Alors que le débat sur le pétrole était rendu insoutenable à cause des révélations burlesques de la BBC, et l’ouvrage tonitruant d’Ousmane Sonko, qui auront contribué à réveiller les Sénégalais de leur torpeur ;le Macky a prestement trouvé une parade pour le moins stratégique. Museler les activistes les plus chevronnés et brandir la grâce présidentielle sur Khalifa Sall. De quoi occuper l’arrière-boutique des Sénégalais.

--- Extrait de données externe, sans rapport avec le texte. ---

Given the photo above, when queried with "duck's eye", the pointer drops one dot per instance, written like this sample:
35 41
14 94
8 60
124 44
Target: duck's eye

L’ouvrage d’Ousmane Sonko portant sur la gestion du pétrole avait fait tilt sans pour autant caporaliser l’attention de tous les Sénégalais. Certains de nos compatriotes en minimisaient la portée car considérant le leader des Pastefs comme un politicien qui lorgne le fauteuil du président de l’Apr. Mais il a fallu que la chaine publique anglaise BBC mette sur l’international les terribles révélations relatives aux pots de vin attribués à Aliou Sall pour voir les Sénégalais s’intéresser intensément à notre pétrole. Un faisceau de mouvement citoyens dont « Aar Li Nu Bokk » en a profité pour sensibiliser les Sénégalais sur la nécessité de se réapproprier la gestion de notre pétrole supposément vendangé par nos décideurs. Ce mouvement dont fait partie Guy Maruis Sagna multipliait ses manifestations sur l’ensemble du territoire national. D’ou le concept très cadré de : « donnes -moi mes 400.000 FCFA » déduit de la somme faramineuse présumée détournée par Franck Timis par l’entregent du frère du président de la République. Les sénégalais apprenaient quotidiennement les hauts et les bas qu’engendrait la gestion des contrats pétroliers. Ils en mesuraient l’étendue des dégâts causés par nos décideurs. Ainsi, il fallait bien au pouvoir une stratégie de musellement des « théoriciens du pétrole » pour clore ce débat trop gênant. Eh bien, l’arrestation de Guy Maruis Sagna accusé de fausse alerte au terrorisme a été le premier jalon posé par le pouvoir pour détourner « Aar Li Nu Bokk » de son combat. Et comme si cela ne suffisait guère, la grâce présidentielle de Khalifa Sall accompagnée par d’intenses lobbying occupa de facto tous les esprits. En effet, le débat tournait désormais sur la libération de Guy Maruis Sagna et celle de Khalifa Sall. Le premier par décision de justice probablement et le second par grâce présidentielle traditionnellement accordée à des tiers. Et le « tour de magie » est ainsi joué. Le Macky aura réussi avec brio à neutraliser le tollé soulevé par le pétrole. A présent, loin de s’estomper ce « débat est aujourd’hui assimilable à des braises dormantes. Il suffit de les souffler pour les rendre incandescentes. Mais pour l’heure ,il est recouvré de cendres. C’est donc l’accalmie tant recherché par le Macky. Le compte est pour le, moment bon.